M. de Morlux se planta debout devant les deux jeunes gens, et son inquiétude augmenta.

– Où est-il donc allé ? fit-il.

– Il s’est arrêté à Laval, et il y est encore…

– Pour quoi faire ?

– Ma foi ! dit Marigny, bien que dans sa lettre, il m’ait recommandé de ne rien dire à son père ni à son oncle, comme après tout, mon cher vicomte, vous n’êtes pas la sensibilité même, je vous dirai tout. Agénor est parti de Paris d’assez mauvaise humeur.

– Vraiment ? fit le vicomte.

– Dame ! il est amoureux, et s’en aller pour faire plaisir à une vieille grand-mère quand on laisse derrière soi un objet aimé… vous comprenez ?…

– Parfaitement. Donc, il est parti de mauvaise humeur ?…

– D’une humeur exécrable. De Paris à Chartres, il s’est trouvé seul dans un compartiment. À Chartres, un officier qui se rendait à Laval a pris place à côté de lui. Agénor fumait, l’officier chantonnait. La chanson de l’officier a agacé Agénor ; le cigare d’Agénor a déplu à l’officier. D’abord, ils se sont regardés de travers, puis ils ont échangé des mots aigres-doux ; ensuite Agénor s’est écrié :

« – Pour Dieu ! monsieur, votre air d’opéra est insupportable.

« À quoi l’officier a répondu :

« – Je chante du matin au soir, monsieur, et je ne connais que deux endroits où je fasse trêve à cette habitude.

« – Peut-on les connaître aussi ? demanda Agénor avec hauteur.

« – Ma chambre à coucher, d’abord…

« – Et puis ?

« – Et ce qu’on appelle indifféremment le pré ou le terrain, monsieur.

« Agénor a tiré sa carte de sa poche et la lui a donnée, ajoutant :

« – À la première station, n’est-ce pas ?

« – Non, monsieur, a dit l’officier ; je vais à Laval où je tiens garnison. S’il vous plaît de pousser jusque-là, je suis votre homme.
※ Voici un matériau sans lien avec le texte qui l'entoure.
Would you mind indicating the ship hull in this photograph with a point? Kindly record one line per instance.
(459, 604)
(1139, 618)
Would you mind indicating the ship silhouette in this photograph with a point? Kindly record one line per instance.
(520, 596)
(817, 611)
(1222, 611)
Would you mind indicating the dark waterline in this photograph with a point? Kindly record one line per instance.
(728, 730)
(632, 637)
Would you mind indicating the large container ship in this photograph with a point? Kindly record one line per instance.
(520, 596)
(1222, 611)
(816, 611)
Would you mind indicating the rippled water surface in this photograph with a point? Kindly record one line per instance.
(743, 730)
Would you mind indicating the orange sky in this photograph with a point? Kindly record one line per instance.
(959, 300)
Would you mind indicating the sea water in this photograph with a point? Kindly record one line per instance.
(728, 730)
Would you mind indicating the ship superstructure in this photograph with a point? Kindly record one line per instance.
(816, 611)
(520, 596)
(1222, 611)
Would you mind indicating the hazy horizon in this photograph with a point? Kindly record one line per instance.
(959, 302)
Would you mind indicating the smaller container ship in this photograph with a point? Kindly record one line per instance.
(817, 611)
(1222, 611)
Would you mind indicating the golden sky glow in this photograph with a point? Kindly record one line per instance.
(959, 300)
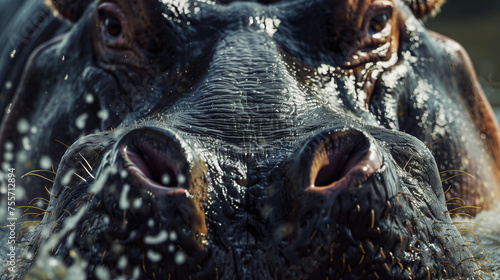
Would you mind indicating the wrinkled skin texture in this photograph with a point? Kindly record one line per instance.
(246, 140)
« – Je m’y arrêterai tout exprès pour vous donner une leçon, car j’allais jusqu’à Rennes.

« Maintenant, acheva M. de Marigny, vous devinez le reste, n’est-ce pas ? Agénor a reçu un joli coup d’épée qui l’a mis au lit pour huit jours. Agénor ne pense plus à sa grand-mère, mais il ne cesse de songer à Antoinette ; et il lui a écrit trois fois, et comme elle ne lui a pas répondu, il est désespéré et me charge d’aller la voir.

Si on eût été en plein jour et si M. de Morlux n’avait eu le visage à demi caché par le collet de son paletot, M. de Mauléon et M. de Marigny l’eussent vu pâlir. Cependant, il prit un ton dégagé :

– Eh bien ! dit-il, avez-vous vu Antoinette, car c’est ainsi qu’on l’appelle, n’est-ce pas ?
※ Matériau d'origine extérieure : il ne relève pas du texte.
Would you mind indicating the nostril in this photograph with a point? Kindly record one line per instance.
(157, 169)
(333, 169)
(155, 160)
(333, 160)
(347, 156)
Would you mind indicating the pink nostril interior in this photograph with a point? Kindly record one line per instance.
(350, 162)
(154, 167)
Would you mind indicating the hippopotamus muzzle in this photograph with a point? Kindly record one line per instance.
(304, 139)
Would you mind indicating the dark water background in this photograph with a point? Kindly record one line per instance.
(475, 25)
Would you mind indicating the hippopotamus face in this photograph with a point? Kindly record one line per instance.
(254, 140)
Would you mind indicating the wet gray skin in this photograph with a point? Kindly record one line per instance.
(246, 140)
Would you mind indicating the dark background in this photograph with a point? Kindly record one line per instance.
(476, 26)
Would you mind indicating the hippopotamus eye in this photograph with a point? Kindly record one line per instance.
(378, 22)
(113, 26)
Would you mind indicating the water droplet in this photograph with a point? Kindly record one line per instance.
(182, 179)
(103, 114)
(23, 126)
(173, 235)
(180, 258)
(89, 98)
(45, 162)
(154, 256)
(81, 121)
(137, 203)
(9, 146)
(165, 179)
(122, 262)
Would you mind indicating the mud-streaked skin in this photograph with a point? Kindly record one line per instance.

– Oui, mais je ne l’ai pas vue encore.

– Pourquoi ?

– Mais parce que la lettre d’Agénor m’est arrivée ce soir, par le courrier de huit heures et demie ; mais demain…

– Vous irez vous acquitter de votre message, hein ?

– Sans doute… On dirait que cela vous déplaît, vicomte ?

– Moi ? Oh ! non… pas du tout… Mon neveu est assez grand pour se conduire lui-même…

– Vous savez qu’il veut l’épouser ?

– Certainement… C’est une folie… Adieu…

Et M. de Morlux quitta brusquement les deux jeunes gens, les laissant bien convaincus que les projets de mariage de son neveu froissaient profondément son orgueil aristocratique. Et continuant sa route, le vicomte Karle se disait :

– Demain, Marigny saura qu’Antoinette a disparu. Il écrira à Agénor. Agénor reviendra en toute hâte… Mais bah ! il sera trop tard.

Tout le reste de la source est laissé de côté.